In some embodiments of the present application, object data which is expected to be processed by a neural network refers to raw data processed by a computing device. The object data may include multiple batches of data samples, and each batch may include multiple data samples (the case of each batch including one data sample is equivalent to single data sample being processed one by one). For example, a scenario of data processing using a neural network is that a first layer of a neural network uses weight parameters (hereafter also referred to as “weight data”) of the first layer to process a batch of data samples of the object data (the batch of data samples constitutes input data of the first layer) to obtain output data of the first layer. Thereafter, all or a part of the output data of the first layer is processed as input data of a second layer by weight parameters of the second layer to obtain output data of the second layer. The processing may be repeated for the other layers. In addition, the present application does not limit whether or not the neural network includes a branching structure. For example, ResNet Inception v3, etc. with a branching structure or a Visual Geometry Group (VGG) model, etc. without a branching structure all fall within the protection scope of the present application.
Still referring to
Note that only one exemplary architecture of the computing device 100 is illustrated above. Depending on different specific embodiments, the computing device may adopt other architectures. In some embodiments, the calculation module 102 and the first memory 104 are integrated also with other modules. In yet other embodiments, the control module 108 controls the calculation module 102, the first memory 104, and the second memory 106 using different control signals, respectively. In yet further embodiments, the calculation module 102, the first memory 104, and the second memory 106 may be integrated together, or all three may directly perform data transfers to each other, but the amount of memory access of the computing system still refers to the amount of data interactions resulting from the access to the second memory.

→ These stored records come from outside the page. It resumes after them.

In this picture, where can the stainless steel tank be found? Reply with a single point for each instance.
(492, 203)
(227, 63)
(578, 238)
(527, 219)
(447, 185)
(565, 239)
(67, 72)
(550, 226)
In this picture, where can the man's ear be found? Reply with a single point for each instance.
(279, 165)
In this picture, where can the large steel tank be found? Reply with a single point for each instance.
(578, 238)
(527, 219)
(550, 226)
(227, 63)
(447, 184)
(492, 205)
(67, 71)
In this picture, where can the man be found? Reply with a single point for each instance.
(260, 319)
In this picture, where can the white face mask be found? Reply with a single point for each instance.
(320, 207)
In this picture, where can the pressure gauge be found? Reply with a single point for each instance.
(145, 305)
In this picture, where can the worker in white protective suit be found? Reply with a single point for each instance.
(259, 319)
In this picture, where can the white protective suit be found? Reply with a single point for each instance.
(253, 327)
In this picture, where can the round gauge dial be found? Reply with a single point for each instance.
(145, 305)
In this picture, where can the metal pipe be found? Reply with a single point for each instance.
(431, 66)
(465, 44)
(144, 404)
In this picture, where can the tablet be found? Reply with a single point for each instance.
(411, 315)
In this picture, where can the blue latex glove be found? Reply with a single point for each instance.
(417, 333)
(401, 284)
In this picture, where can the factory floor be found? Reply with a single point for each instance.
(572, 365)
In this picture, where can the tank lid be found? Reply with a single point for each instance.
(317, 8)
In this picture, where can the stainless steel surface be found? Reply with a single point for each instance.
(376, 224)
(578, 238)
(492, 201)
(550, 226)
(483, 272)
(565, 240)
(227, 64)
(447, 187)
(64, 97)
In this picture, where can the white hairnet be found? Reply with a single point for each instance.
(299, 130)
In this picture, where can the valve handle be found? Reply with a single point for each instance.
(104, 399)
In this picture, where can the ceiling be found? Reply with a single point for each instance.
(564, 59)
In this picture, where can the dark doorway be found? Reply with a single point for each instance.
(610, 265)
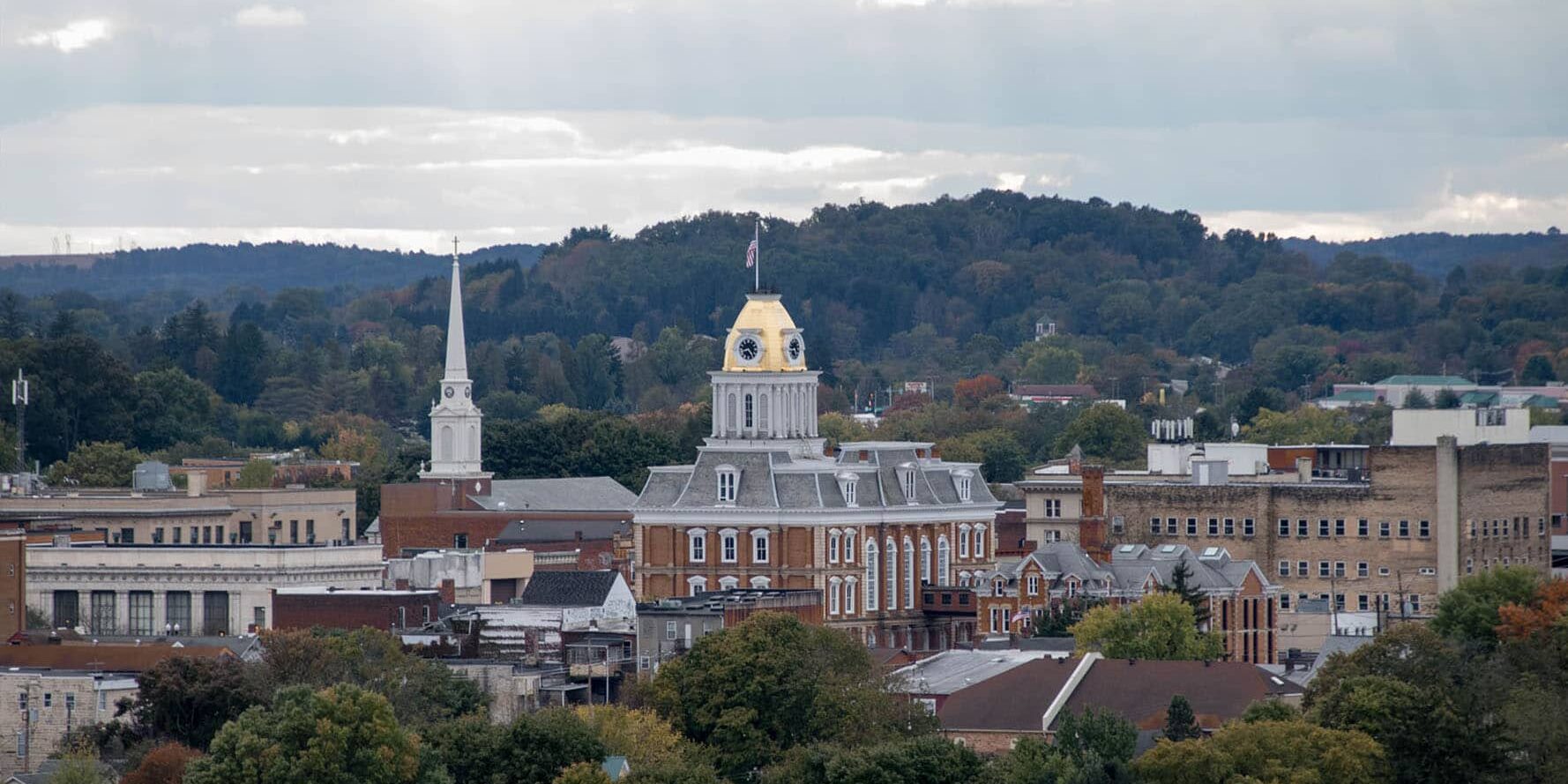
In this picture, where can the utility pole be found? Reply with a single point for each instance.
(19, 399)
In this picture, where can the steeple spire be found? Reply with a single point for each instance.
(457, 355)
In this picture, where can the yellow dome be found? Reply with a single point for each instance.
(764, 338)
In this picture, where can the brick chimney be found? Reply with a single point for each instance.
(1092, 524)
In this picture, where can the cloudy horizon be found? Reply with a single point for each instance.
(395, 124)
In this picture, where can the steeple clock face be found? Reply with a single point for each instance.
(748, 348)
(795, 348)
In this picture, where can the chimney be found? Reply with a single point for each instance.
(1092, 524)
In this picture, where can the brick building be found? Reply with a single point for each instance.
(1388, 535)
(1243, 602)
(764, 508)
(386, 609)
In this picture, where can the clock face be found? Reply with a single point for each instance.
(748, 348)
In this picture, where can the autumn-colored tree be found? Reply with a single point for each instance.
(1545, 610)
(974, 391)
(162, 765)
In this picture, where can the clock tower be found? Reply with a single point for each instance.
(453, 417)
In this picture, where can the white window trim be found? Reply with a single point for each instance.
(731, 538)
(697, 540)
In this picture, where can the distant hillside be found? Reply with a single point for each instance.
(203, 270)
(1437, 253)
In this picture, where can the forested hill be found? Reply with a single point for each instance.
(205, 270)
(1437, 253)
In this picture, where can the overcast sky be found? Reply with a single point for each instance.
(394, 123)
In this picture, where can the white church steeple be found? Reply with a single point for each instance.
(453, 417)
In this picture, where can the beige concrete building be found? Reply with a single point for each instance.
(1415, 522)
(48, 705)
(145, 590)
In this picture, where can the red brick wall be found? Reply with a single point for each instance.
(352, 609)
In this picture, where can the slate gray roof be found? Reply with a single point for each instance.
(775, 480)
(570, 588)
(558, 494)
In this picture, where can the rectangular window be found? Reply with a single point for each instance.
(141, 614)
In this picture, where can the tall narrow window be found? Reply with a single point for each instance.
(908, 574)
(943, 562)
(925, 560)
(872, 574)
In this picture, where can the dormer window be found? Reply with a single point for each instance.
(961, 485)
(728, 482)
(847, 487)
(907, 475)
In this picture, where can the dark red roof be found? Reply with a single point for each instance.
(1015, 699)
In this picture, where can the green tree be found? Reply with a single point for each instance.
(1179, 721)
(1303, 425)
(770, 684)
(189, 699)
(1104, 431)
(342, 734)
(98, 465)
(1266, 753)
(256, 474)
(1469, 610)
(1161, 626)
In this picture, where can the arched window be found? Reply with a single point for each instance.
(759, 546)
(943, 560)
(925, 560)
(872, 578)
(891, 554)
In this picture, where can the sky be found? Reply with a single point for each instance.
(400, 123)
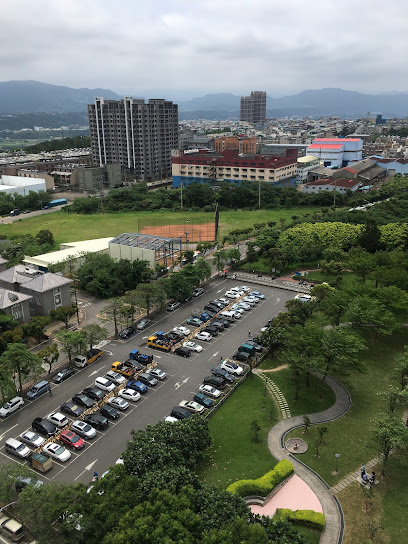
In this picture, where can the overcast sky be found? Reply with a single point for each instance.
(193, 47)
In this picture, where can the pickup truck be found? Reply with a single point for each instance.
(81, 361)
(126, 368)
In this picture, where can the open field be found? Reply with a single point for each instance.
(68, 227)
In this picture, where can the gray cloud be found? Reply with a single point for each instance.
(211, 46)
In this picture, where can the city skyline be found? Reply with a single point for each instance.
(193, 49)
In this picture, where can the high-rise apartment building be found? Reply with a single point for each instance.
(137, 135)
(253, 108)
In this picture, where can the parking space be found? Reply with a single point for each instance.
(184, 375)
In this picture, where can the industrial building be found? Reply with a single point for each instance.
(134, 134)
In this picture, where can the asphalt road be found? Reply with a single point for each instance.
(183, 378)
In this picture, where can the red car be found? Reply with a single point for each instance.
(71, 439)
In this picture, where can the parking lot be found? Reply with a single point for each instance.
(184, 375)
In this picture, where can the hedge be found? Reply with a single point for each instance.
(309, 518)
(265, 484)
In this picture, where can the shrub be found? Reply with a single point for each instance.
(265, 484)
(308, 518)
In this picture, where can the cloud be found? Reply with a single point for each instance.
(211, 46)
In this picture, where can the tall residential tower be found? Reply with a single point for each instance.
(137, 135)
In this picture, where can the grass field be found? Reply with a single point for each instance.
(73, 227)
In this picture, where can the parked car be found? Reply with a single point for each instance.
(94, 393)
(104, 384)
(58, 419)
(11, 406)
(129, 394)
(72, 409)
(184, 331)
(182, 351)
(202, 335)
(109, 412)
(83, 429)
(194, 321)
(97, 421)
(210, 391)
(142, 325)
(203, 400)
(44, 427)
(32, 439)
(192, 406)
(137, 386)
(127, 332)
(57, 452)
(118, 403)
(63, 375)
(232, 368)
(193, 346)
(115, 377)
(69, 438)
(156, 373)
(173, 306)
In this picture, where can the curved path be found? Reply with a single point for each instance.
(333, 531)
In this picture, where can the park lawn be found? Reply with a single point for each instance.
(234, 455)
(69, 227)
(315, 398)
(350, 435)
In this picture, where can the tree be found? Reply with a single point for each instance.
(49, 355)
(35, 327)
(94, 334)
(64, 314)
(22, 362)
(389, 433)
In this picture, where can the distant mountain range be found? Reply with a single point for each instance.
(34, 97)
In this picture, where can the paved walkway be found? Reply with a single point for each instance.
(333, 531)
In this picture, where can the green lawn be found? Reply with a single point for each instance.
(315, 398)
(350, 435)
(234, 454)
(73, 227)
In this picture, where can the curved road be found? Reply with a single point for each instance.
(333, 531)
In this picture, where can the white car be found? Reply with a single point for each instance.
(206, 336)
(32, 439)
(58, 419)
(83, 429)
(193, 346)
(57, 452)
(129, 394)
(11, 406)
(210, 391)
(105, 384)
(232, 294)
(115, 377)
(232, 368)
(156, 372)
(192, 406)
(118, 403)
(182, 330)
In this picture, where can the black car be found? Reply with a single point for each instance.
(45, 427)
(94, 393)
(109, 412)
(83, 400)
(63, 375)
(215, 381)
(72, 409)
(127, 332)
(96, 420)
(242, 356)
(212, 330)
(184, 352)
(221, 373)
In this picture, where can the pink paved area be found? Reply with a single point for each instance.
(295, 494)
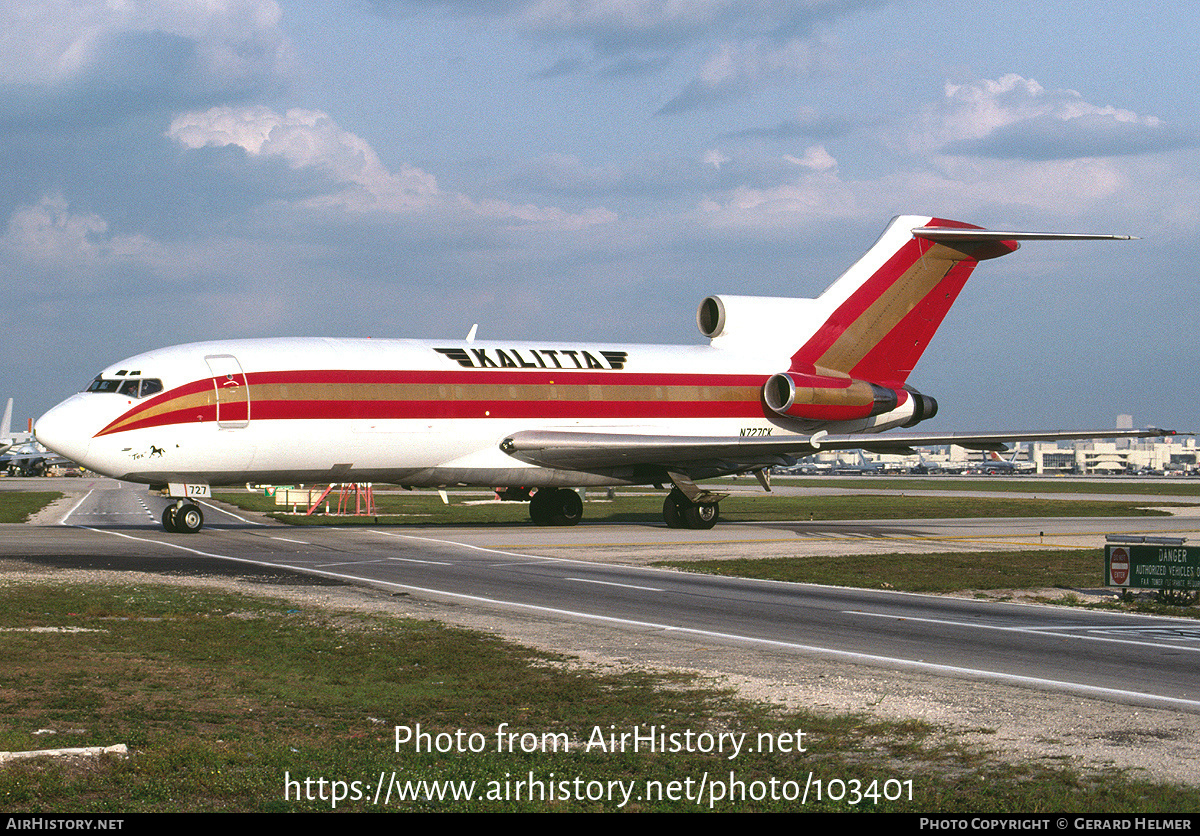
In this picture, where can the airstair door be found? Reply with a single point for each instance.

In some embodiments, a neural network performs operations on the object data in the computing device 100. Specifically, a neural network may include multiple layers, e.g., for a convolutional neural network, it may include convolutional layer(s), pooling layer(s), activation layer(s), fully-connected layer(s), and the like. Some of the layers such as the convolutional layers and the fully-connected layers of the neural network have weight parameters. Taking the convolutional layers as an example, each convolutional layer processes the input data with a set of weight parameters to obtain the output data. Generally, the weight parameters involved in each convolutional layer are stored in the second memory, and there may be various cases for the storage locations of the input data and output data.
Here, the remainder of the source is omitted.